後輪を電子制御することで、直進安定性が高まった
990Sを運転してまず実感するのは、直進安定性のよさだ。KPCは、左右輪の速度差を受けて作動するとの説明なので、旋回時に効果を発揮すると思いがちだが、実は、クルマは直進状態でも路面の傾斜やうねりなどの影響を受け、左右のタイヤ回転数(速度)が微妙に異なる。それによって運転者は無意識のうち常にハンドル操作で進路を調整している。世の中にはまだ直進安定性のよくないクルマはあって、それが運転への不安をかきたてている。現行ロードスターの直進安定性が悪いわけではないが、KPCを体験すると、落ち着きのある直進性をより発揮することがわかる。
クルマは、車種を問わず、後輪が走行安定性を維持する役目を果たしている。その後輪を電子制御することで、直進安定性が高まったのだ。

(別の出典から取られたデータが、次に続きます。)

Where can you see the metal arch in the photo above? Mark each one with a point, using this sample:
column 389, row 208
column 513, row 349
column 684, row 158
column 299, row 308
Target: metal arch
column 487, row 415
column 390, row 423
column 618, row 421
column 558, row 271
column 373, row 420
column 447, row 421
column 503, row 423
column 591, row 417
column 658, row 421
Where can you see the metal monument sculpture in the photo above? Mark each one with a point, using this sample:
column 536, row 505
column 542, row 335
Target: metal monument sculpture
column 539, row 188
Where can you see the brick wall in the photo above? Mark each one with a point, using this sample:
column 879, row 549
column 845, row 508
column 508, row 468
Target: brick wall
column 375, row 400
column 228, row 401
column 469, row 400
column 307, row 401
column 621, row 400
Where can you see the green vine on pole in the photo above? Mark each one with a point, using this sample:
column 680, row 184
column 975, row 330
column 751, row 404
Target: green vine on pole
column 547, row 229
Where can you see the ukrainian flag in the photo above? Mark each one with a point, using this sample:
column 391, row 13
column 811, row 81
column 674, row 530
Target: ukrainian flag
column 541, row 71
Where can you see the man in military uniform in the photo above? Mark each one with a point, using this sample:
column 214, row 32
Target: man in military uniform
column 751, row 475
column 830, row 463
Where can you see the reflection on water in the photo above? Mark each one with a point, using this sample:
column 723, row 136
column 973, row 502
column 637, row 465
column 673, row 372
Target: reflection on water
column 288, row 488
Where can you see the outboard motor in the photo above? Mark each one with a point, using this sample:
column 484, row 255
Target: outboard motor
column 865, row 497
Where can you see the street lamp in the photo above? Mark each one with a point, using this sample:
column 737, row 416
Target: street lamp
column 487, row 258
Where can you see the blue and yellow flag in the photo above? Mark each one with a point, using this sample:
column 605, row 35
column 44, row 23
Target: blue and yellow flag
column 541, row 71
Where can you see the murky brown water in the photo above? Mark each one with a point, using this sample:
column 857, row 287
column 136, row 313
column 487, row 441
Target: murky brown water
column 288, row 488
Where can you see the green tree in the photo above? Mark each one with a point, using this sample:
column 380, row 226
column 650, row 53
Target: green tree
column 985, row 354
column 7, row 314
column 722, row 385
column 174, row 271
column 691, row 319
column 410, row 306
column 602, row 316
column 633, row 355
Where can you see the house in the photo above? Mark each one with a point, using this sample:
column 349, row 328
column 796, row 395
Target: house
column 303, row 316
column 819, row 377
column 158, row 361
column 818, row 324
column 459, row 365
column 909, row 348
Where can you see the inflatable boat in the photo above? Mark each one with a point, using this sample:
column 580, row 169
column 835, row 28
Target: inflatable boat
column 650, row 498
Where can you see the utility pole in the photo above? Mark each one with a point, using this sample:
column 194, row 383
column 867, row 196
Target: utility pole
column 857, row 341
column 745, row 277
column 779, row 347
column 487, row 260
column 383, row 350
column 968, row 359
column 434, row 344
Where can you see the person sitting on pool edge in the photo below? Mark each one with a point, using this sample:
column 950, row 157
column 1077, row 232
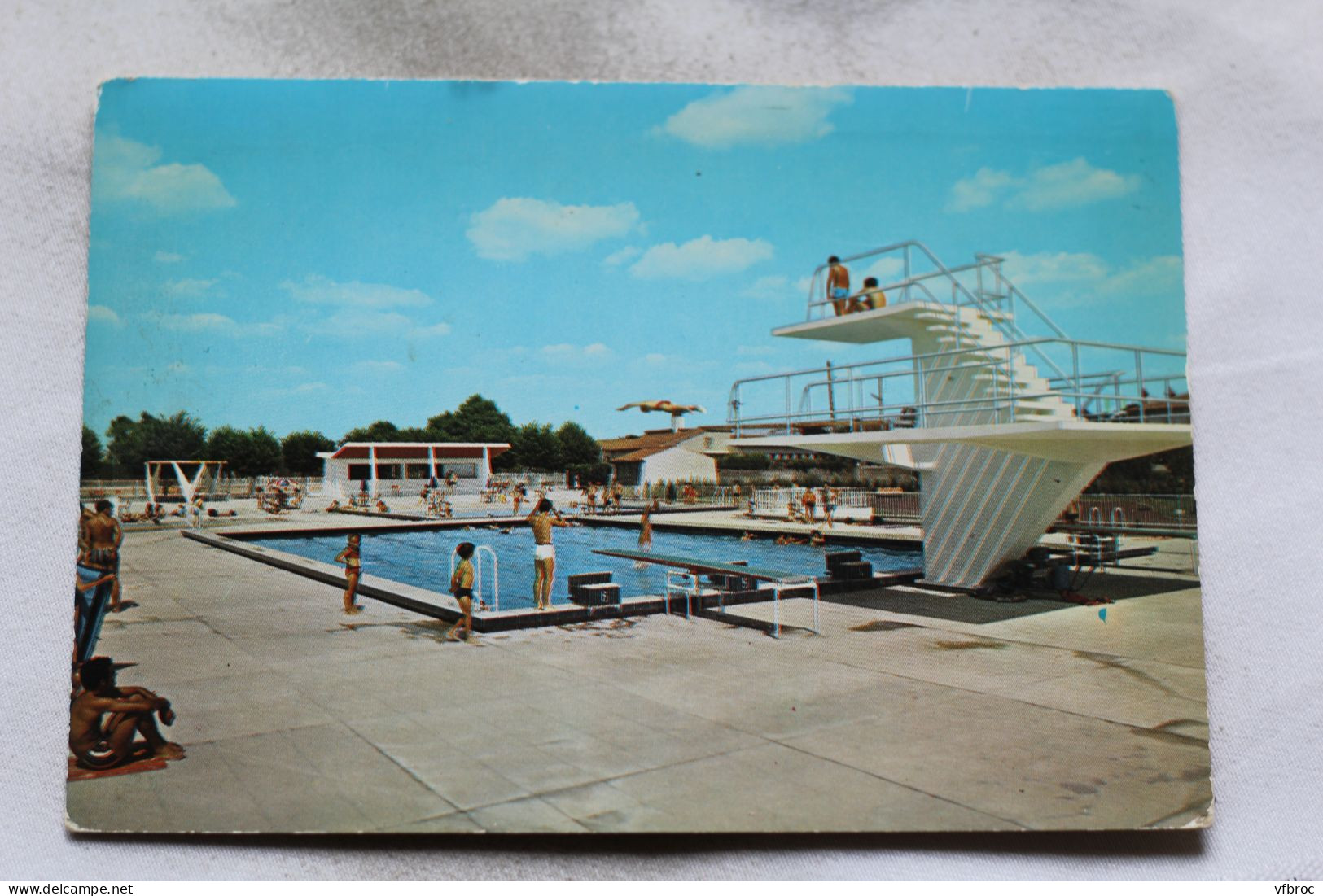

そのうえで、カーブへ向かってハンドル操作をはじめたときの進路の的確さが、KPCによって高められた。感覚的にいえば、一発で進路が定まるハンドル操作が可能になる。したがって高い速度でカーブへ向かっても、ハンドルを切り込んだ際の不安がなくなる。そして、旋回状態を安定的に維持するので、クルマの挙動に気遣わずカーブ出口へ向かってアクセルを踏み込んで行けることになる。カーブの出口では、直線へ向け素直にハンドルを戻してゆけばよい。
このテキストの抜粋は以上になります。